Software Distribution via Multicast?
RockyMountain asks: "When it took me over 24 hours to download the latest Mandrake ISOs, I got to wondering...why do we still put up with servers overloaded with zillions of simultaneous TCP connections, all sending copies of the same thing?Hasn't multicasting evolved to the point where there's a better way? A quick look at Freshmeat turned up no obvious candidates. Are there any protocols or programs for distributing software via multicast? Are there any evolving standards? Or are there fundamental problems with this approach that I am overlooking?" An interesting question. With my limited understanding of Multicast, I would think that, at the very least, if you are a software distribution site you can have software distribution "channels", where each channel serves one piece of software. Milticast clients wanting a specific piece of software would connect to the right channel and wait until the next time it starts serving the software from the beginning (or, in the case of an interrupted connection, when the channel gets to the appropriate resume point). Might such a system be ideal for multicast?
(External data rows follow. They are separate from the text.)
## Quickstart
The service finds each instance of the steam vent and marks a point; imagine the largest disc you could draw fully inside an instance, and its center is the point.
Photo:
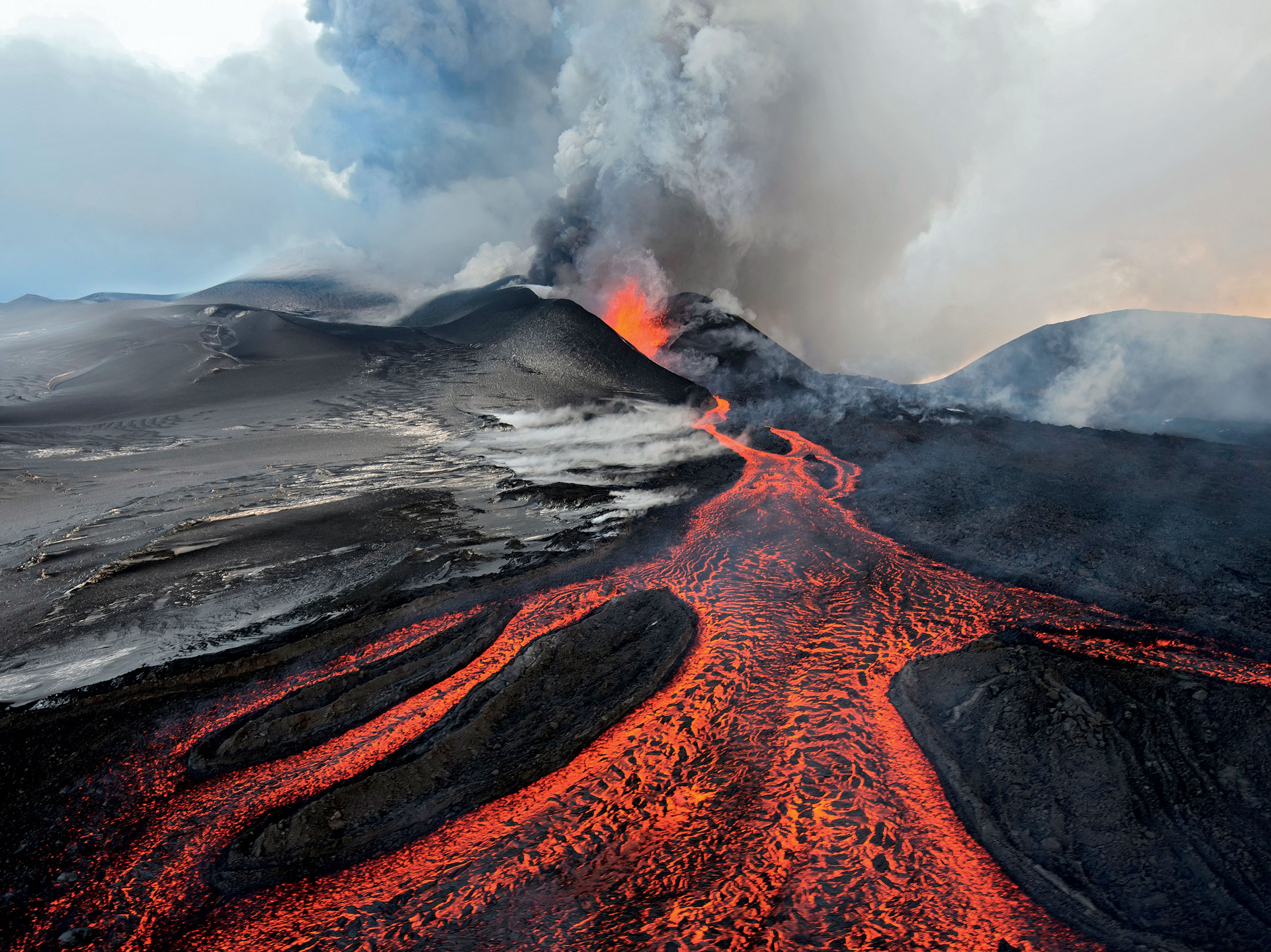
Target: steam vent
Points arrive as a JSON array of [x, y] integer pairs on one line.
[[640, 476]]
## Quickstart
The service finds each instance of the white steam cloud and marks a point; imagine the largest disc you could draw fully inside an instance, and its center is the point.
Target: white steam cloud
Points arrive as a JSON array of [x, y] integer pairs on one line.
[[894, 187]]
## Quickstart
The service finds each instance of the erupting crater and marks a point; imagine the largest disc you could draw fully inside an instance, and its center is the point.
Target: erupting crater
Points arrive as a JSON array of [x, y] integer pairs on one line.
[[765, 796]]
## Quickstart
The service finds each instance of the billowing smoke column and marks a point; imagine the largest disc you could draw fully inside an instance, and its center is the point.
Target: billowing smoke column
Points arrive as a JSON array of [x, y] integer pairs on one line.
[[683, 144], [894, 186]]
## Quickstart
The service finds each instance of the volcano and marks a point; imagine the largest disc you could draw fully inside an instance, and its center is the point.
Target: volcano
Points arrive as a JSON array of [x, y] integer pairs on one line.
[[341, 624]]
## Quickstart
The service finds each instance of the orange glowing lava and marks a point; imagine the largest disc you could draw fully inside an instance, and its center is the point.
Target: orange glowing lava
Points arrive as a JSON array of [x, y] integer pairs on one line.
[[770, 797], [631, 315]]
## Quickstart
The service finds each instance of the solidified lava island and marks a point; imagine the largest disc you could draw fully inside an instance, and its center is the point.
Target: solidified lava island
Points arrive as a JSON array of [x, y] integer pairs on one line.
[[509, 626]]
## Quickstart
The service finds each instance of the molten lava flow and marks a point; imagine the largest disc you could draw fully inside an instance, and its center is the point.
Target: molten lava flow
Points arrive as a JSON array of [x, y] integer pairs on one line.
[[631, 315], [768, 797]]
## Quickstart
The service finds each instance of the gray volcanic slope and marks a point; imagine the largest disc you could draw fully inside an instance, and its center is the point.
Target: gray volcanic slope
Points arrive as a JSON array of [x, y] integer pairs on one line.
[[180, 477], [1205, 375]]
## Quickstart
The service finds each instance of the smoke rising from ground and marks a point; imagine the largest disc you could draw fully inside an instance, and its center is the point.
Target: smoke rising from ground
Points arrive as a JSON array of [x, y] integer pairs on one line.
[[894, 187]]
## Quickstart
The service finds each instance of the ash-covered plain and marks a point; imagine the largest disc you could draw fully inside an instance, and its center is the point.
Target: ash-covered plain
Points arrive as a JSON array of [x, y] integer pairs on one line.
[[182, 477], [296, 515]]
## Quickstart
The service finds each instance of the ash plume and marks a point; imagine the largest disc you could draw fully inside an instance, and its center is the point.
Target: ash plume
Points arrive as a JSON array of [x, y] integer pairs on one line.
[[894, 188]]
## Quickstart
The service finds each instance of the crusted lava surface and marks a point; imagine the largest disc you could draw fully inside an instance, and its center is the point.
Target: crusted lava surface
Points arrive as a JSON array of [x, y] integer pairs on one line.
[[315, 713], [1128, 798]]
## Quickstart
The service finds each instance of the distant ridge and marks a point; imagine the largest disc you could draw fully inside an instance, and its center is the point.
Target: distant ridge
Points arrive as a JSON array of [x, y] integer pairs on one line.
[[1203, 375]]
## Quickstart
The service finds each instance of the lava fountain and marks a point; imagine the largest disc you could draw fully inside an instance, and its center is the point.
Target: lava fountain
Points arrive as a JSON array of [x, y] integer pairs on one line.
[[631, 314], [768, 797]]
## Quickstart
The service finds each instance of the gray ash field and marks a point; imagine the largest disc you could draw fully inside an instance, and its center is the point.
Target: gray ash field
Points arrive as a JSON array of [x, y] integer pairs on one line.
[[185, 477]]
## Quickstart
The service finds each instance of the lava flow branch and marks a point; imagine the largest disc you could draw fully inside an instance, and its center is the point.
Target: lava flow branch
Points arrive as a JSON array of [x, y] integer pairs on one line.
[[768, 796]]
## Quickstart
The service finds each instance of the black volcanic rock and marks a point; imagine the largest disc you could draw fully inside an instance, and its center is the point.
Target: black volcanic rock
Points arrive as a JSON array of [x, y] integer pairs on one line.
[[1132, 801], [1168, 530], [556, 352], [1204, 375], [549, 702], [729, 355], [574, 495], [318, 712], [507, 294]]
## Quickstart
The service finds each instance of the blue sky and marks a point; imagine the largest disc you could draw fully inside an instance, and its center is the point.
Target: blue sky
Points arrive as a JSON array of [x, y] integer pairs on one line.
[[893, 186]]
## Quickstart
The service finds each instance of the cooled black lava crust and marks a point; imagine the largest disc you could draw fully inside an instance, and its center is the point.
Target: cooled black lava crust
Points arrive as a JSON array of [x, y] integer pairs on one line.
[[1130, 801], [557, 696]]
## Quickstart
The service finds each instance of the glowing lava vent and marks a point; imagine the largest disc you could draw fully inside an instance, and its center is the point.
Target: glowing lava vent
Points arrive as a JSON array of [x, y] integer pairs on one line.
[[631, 314]]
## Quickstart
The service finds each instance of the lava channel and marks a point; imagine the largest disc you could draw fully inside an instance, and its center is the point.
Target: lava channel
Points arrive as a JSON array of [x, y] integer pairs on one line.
[[768, 797]]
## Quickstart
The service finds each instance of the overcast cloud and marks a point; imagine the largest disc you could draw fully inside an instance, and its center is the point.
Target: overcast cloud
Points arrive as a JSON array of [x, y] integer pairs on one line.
[[893, 186]]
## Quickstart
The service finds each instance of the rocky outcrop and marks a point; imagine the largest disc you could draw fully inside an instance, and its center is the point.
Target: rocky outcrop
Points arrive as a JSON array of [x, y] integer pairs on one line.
[[1132, 801], [549, 702]]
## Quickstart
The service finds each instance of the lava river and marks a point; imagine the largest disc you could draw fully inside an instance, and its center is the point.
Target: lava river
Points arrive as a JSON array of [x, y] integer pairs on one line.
[[768, 797]]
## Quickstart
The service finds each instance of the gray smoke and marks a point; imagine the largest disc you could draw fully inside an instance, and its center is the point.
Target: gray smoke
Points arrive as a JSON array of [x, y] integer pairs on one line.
[[894, 187]]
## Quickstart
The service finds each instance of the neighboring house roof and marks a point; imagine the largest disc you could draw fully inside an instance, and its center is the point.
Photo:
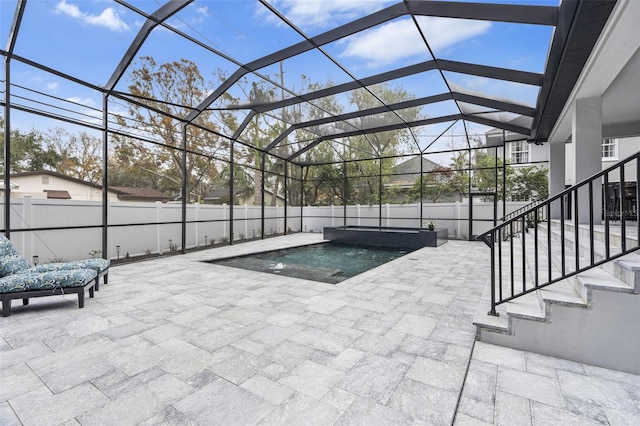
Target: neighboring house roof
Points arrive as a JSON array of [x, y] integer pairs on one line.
[[127, 192], [223, 194], [58, 175], [409, 171], [123, 193], [57, 194]]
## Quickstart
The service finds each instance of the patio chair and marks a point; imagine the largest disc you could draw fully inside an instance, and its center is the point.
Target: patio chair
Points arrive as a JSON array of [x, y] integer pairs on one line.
[[25, 285], [101, 266], [18, 280]]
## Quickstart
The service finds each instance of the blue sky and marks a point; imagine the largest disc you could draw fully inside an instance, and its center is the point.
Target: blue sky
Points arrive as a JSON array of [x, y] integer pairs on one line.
[[87, 38]]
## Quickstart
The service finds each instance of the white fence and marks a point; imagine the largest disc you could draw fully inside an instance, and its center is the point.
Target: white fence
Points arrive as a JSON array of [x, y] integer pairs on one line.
[[147, 230]]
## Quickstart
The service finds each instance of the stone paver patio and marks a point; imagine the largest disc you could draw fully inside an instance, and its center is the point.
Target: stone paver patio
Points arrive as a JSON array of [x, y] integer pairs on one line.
[[178, 341]]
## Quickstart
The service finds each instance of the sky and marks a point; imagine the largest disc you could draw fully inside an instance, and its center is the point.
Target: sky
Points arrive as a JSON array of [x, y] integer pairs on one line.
[[86, 39]]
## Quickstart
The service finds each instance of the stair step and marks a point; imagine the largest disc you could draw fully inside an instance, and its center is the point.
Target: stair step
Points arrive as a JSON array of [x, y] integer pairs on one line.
[[527, 307], [615, 231], [621, 268], [562, 293], [598, 279]]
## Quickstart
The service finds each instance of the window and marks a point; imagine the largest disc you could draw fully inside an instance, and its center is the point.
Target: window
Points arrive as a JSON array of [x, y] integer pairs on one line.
[[610, 149], [519, 152]]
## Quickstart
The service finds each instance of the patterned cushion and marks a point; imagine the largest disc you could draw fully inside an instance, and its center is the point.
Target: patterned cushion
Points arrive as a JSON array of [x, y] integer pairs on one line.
[[47, 280], [12, 264], [6, 247], [99, 265]]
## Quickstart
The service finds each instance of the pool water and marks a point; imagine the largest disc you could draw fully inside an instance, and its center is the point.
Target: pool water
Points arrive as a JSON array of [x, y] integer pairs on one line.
[[326, 262]]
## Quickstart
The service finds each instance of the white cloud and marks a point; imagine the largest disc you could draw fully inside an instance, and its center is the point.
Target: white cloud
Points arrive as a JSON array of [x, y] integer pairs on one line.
[[322, 13], [107, 18], [398, 40], [82, 101]]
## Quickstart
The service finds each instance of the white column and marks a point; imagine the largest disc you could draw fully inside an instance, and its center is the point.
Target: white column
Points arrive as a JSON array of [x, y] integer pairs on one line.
[[557, 178], [197, 228], [27, 214], [587, 151], [246, 222], [158, 227], [224, 220]]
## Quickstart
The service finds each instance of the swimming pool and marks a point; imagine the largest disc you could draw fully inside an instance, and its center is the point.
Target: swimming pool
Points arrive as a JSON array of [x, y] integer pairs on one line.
[[326, 262]]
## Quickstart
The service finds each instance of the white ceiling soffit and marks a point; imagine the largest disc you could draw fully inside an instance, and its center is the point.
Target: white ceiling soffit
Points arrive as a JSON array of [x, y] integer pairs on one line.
[[612, 72]]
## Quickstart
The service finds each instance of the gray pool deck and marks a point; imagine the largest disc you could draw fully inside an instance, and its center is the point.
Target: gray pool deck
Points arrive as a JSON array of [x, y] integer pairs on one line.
[[177, 341]]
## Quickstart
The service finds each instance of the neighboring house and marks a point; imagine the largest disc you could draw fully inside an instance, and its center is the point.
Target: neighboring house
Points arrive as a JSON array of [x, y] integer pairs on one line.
[[614, 150], [127, 193], [405, 175], [241, 197], [52, 185], [519, 152]]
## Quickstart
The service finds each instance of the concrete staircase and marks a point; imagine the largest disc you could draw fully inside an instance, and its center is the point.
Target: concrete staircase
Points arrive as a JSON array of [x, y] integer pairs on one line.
[[592, 317]]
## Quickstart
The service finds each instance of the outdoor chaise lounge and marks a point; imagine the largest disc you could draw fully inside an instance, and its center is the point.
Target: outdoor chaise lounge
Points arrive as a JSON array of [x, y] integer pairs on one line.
[[20, 281]]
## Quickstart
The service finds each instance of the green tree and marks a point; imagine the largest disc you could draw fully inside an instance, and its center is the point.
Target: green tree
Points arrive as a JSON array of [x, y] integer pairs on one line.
[[167, 90], [437, 184], [28, 151], [79, 155], [529, 184]]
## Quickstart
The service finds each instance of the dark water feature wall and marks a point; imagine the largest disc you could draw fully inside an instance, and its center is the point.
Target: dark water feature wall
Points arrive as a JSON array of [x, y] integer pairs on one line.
[[412, 238]]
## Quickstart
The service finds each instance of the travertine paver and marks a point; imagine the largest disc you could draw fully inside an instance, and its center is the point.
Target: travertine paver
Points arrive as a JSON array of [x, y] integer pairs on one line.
[[507, 386], [178, 341]]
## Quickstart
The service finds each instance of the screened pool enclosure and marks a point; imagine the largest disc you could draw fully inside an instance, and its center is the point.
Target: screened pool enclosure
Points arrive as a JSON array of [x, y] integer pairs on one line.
[[254, 118]]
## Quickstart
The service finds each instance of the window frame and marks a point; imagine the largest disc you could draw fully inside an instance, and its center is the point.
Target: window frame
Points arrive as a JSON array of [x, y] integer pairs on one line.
[[608, 144]]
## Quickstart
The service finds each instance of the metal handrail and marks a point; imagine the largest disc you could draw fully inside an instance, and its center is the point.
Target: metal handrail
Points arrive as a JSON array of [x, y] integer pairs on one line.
[[567, 204], [522, 209]]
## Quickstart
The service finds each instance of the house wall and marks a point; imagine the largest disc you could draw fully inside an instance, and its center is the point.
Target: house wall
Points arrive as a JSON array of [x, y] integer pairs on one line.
[[626, 148], [35, 186]]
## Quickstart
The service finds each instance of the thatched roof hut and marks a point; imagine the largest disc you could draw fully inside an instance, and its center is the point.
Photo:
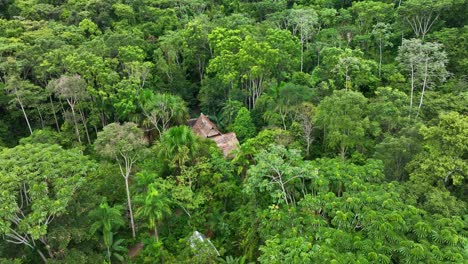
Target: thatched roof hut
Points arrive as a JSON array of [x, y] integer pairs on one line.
[[203, 127]]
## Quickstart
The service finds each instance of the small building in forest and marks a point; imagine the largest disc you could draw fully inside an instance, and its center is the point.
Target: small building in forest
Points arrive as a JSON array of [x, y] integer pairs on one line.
[[203, 127]]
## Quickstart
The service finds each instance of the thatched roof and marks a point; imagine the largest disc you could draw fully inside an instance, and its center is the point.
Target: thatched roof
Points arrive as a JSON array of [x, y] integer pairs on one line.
[[203, 127]]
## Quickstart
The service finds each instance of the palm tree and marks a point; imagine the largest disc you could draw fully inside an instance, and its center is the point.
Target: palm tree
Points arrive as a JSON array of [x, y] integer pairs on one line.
[[178, 145], [106, 219], [154, 208]]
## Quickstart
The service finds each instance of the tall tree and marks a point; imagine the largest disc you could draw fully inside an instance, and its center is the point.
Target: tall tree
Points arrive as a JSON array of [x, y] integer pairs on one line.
[[243, 125], [343, 118], [163, 110], [421, 15], [425, 64], [303, 23], [107, 219], [382, 33], [38, 181], [73, 90], [126, 145]]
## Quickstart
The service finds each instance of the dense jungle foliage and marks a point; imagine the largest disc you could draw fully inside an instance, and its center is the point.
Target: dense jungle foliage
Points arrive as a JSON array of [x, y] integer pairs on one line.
[[351, 117]]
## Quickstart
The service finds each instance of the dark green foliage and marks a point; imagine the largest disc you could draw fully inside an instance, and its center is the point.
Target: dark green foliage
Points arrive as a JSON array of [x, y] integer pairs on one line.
[[243, 125], [351, 118]]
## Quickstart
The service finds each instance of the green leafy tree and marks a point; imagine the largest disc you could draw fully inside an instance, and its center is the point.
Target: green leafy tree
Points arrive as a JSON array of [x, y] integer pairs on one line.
[[155, 206], [382, 33], [422, 15], [107, 219], [163, 110], [73, 90], [343, 119], [243, 125], [303, 23], [39, 182], [442, 166], [126, 145], [425, 64]]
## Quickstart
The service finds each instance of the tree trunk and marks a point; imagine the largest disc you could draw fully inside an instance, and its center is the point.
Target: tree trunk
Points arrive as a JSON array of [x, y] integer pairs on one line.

Can any of you come up with others?
The biggest problem I see with a multicast method for ISO images isn't the varying start times, but the varying connection speeds of users.
Multicast video works because there is only X number of bits needed at any one time. Aka, a 24k video stream only needs 24k of pipe to work, having a T1 down won't help you get the video faster. But having a T1 will help you download an ISO image faster so you can start the install process.
Also streaming video and such does not require a perfect stream... if a piece is missing it just ignores it and goes on its way. But an ISO image needs to be perfect. If not you just made a nice coaster for your coffee cup.
The only way I see it working is if everyone agreed to download at the speed of the slowest link. And I'm not going to agree to let my DSL line go to waste so I can download at the 33.6k of the dialup user who wants to wait 4 days for a download. Also having to be perfect would require the server to resend anytime a client reported a lost or corrupted packet. One needs only to be familiar with Norton Ghost and a lab with one bad NIC or HDD to see the crawl this will result in till the bad box times out.
So while nice in theory I doubt it would have much benefit outside of a controlled lab environment where everyone is on the same high-speed connection and there is very little loss of packets.
iRepairIT - iPhone, Mac, & PC Repair
I'm no expert on network protocols. I'm not even a software guy. So some of what follows may seem very naive. Bear with me and see if this makes sense. Here's how I see it working.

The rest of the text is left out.